Pasien sembuh COVID-19 di Bangka Barat capai 97,2 persen

id Bangka Barat

Pasien sembuh COVID-19 di Bangka Barat capai 97,2 persen

Program serbuan vaksinasi COVID-19 di Kbaupaten Bangka Barat terus digencarkan untuk membentuk "herd immunity". (ANTARA/ Donatus Dasapurna)

Bangka Barat, Babel (ANTARA) - Satuan Tugas Penanganan COVID-19 Kabupaten Bangka Barat, Kepulauan Bangka Belitung, mencatat pasien sembuh mencapai 5.417 orang atau 97,2 persen dari 5.572 kasus warga yang terkonfirmasi terinfeksi virus corona baru sejak awal pandemi hingga kini.
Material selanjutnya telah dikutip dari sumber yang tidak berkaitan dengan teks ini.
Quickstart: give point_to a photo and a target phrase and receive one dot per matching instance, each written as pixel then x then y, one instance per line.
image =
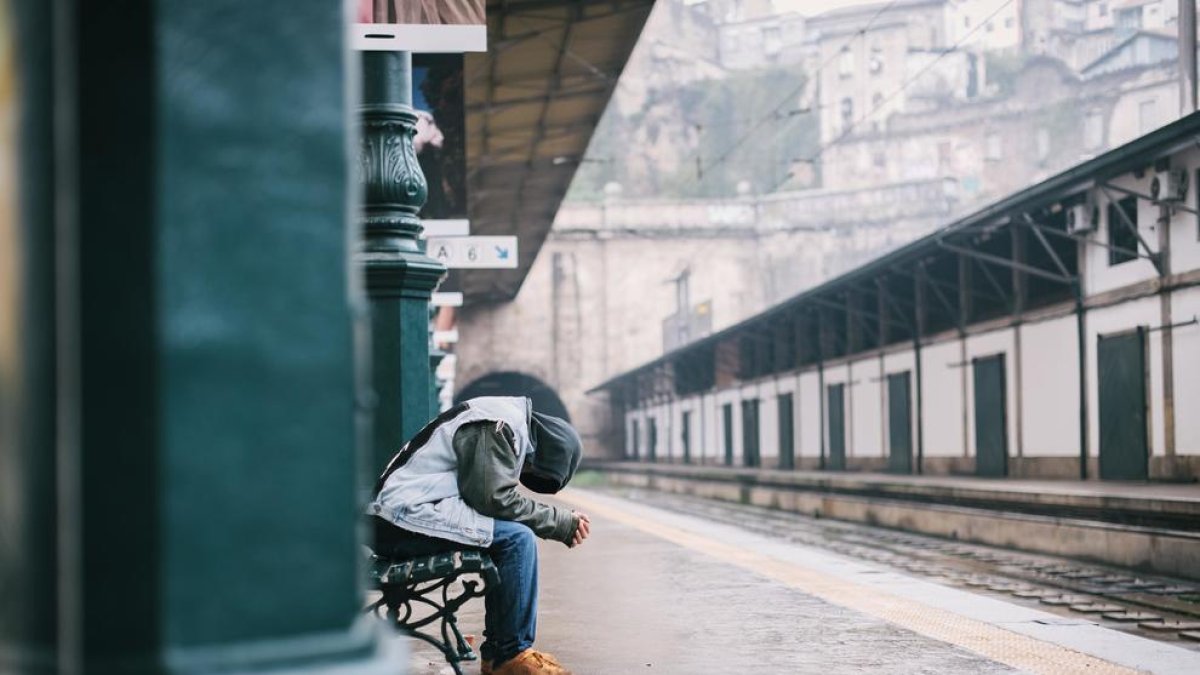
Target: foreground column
pixel 400 278
pixel 28 547
pixel 209 471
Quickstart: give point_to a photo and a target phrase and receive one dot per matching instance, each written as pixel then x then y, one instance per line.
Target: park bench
pixel 421 592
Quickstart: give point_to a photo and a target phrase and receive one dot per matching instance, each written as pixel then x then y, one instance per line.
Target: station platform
pixel 1147 526
pixel 663 591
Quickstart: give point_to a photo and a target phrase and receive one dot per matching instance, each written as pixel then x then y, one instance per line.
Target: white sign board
pixel 473 252
pixel 423 39
pixel 447 299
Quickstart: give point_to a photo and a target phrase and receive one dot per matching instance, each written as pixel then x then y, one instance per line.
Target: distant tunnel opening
pixel 516 384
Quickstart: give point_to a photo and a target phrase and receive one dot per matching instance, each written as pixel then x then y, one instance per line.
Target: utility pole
pixel 1187 23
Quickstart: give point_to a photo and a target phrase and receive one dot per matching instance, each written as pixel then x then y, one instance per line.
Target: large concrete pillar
pixel 181 493
pixel 28 548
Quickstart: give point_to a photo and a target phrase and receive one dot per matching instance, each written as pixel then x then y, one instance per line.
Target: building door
pixel 727 418
pixel 786 432
pixel 750 451
pixel 1122 382
pixel 991 431
pixel 837 408
pixel 685 436
pixel 899 424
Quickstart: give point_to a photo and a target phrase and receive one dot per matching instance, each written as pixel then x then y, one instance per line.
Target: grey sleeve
pixel 489 472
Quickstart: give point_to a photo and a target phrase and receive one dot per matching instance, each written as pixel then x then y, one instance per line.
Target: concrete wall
pixel 1050 386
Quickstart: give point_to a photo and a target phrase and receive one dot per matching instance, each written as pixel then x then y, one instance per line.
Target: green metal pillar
pixel 400 278
pixel 202 454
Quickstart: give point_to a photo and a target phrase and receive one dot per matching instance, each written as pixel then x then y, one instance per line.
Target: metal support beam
pixel 937 292
pixel 995 285
pixel 1177 205
pixel 1045 245
pixel 1155 258
pixel 1085 240
pixel 1005 262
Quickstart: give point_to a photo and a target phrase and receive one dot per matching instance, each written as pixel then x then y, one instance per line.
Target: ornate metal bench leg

"Jumlah kesembuhan ini cukup tinggi dan kami berharap jumlah warga yang terpapar virus semakin berkurang," kata Juru Bicara Satgas Penanganan COVID-19 Bangka Barat, M. Putra Kusuma di Mentok, Bangka Barat, Rabu.

Sebanyak 5.417 warga yang sembuh COVID-19 tersebut terbanyak berasal dari Kecamatan Mentok 2.597, selanjutnya Jebus 892, Parittiga 658, Tempilang 651, Kelapa 331 dan Simpangteritip 288 orang.

"Sebanyak 5.417 pasien sembuh tersebut termasuk tambahan satu pasien dari Kecamatan Kelapa yang hari ini dinyatakan sembuh," katanya.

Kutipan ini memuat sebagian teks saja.